Como se não bastasse a idade absurdamente precoce da mão de obra, ao menos outros dois agravantes caracterizavam a relação patrão-empregado: a insalubridade e os maus-tratos. Nas palavras de Nuland (1995, p. 221):
“As chaminés eram muito estreitas, medindo aproximadamente de 30 a 60 centímetros de diâmetro. Por que se dar ao trabalho de achar garotos pequenos e magricelas se eles só iriam gastar espaço valioso usando roupas? Então o patrão recrutava os menores garotinhos que pudesse encontrar, ensinava-lhes os rudimentos de limpeza de chaminés e chutava seus traseiros nus e pretos de carvão toda manhã, instigando-os aos gritos para que subissem os poços apertados e sem ar para iniciar o dia de trabalho.”
No mesmo capítulo, Nuland nos apresenta um pioneiro daquilo que chamaríamos hoje de medicina do trabalho: Percival Pott (1714-1788). Em 1775, ao escrever sobre as condições de vida dos limpadores de chaminés londrinos, o cirurgião inglês teria sido o primeiro a estabelecer um elo causal entre uma dada ocupação profissional e o desenvolvimento de uma doença maligna.
Conhecida então como o câncer dos limpadores de chaminés, a doença é rotulada hoje de carcinoma de células escamosas. Nas palavras do próprio Pott (apud Nuland 1995, p. 221-2):
“[O] destino dessas pessoas parece singularmente difícil: em sua tenra infância, eles são muito frequentemente tratados com grande brutalidade, e quase morrem de frio e fome; são enfiados para cima de chaminés estreitas, e às vezes quentes, onde se machucam, se queimam e quase sufocam; e, quando chegam à puberdade, tornam-se peculiarmente sensíveis a uma doença muito incômoda, dolorosa e fatal.”
E Nuland completa (1995, p. 224):
“A tese de Pott, de que a fuligem era a causa motivadora do câncer, recebeu reconhecimento imediato. Ela levou diretamente a um decreto do Parlamento segundo o qual nenhum limpador de chaminés deveria iniciar seu aprendizado antes dos oito anos de idade e que todos os garotos deveriam tomar um banho pelo menos uma vez por semana. Por volta de 1842, nenhum menor de 21 anos podia mais subir em chaminés. Infelizmente, a lei era violada tantas vezes que ainda havia muitos limpadores de menor idade quando Charles Kingsley estava escrevendo The Water Babies, vinte anos depois.”
A superexploração da mão de obra doméstica – ao lado do colonialismo e das pilhagens feitas mundo afora – ajuda a explicar como e por que o Império Britânico se manteve de pé ao longo de quatro séculos. E ajuda a explicar também como e por que tanto a Revolução Industrial como a Revolução Científica nasceram em berço inglês: o mundo dos negócios, que já conhecia de longa data a tecnologia, descobriu e capturou (ou tentou capturar) a ciência.

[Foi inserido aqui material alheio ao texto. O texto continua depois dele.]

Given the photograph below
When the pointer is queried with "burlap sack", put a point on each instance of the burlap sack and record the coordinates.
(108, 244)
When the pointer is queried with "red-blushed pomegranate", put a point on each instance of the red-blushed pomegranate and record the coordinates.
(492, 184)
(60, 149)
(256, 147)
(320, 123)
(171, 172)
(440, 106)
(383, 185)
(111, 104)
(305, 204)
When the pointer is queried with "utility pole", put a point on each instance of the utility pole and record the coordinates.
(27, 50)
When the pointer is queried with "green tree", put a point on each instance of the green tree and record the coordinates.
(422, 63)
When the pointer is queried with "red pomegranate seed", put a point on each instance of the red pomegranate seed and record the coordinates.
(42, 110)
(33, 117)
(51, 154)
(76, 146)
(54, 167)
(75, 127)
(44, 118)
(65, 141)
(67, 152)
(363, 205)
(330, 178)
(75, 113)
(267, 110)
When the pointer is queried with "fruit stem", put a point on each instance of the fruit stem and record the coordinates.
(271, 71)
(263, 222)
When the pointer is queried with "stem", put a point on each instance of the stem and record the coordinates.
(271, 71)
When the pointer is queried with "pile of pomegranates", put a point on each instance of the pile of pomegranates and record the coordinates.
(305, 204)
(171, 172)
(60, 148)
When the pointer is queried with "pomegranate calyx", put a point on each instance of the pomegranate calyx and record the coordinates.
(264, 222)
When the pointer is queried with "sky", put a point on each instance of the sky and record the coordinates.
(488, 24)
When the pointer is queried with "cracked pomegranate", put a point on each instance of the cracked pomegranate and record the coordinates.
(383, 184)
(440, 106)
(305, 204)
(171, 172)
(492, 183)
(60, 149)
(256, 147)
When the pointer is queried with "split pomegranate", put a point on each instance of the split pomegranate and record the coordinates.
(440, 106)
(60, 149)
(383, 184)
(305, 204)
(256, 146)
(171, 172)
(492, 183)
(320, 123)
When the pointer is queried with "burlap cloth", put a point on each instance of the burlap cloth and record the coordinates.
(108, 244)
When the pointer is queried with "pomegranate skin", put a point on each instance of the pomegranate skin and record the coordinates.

No fim de toda essa história, sobra um gosto amargo na boca. E uma dúvida atroz na cabeça: é a Inglaterra de fato um país civilizado?
Não custa lembrar: entre a segunda metade do século 16 e o final do século 20, o Império Britânico explorou e ditou regras em duas dezenas de países não europeus (e.g., África do Sul, Austrália, Canadá, Estados Unidos, Índia, Nova Zelândia, Uganda e Zimbábue).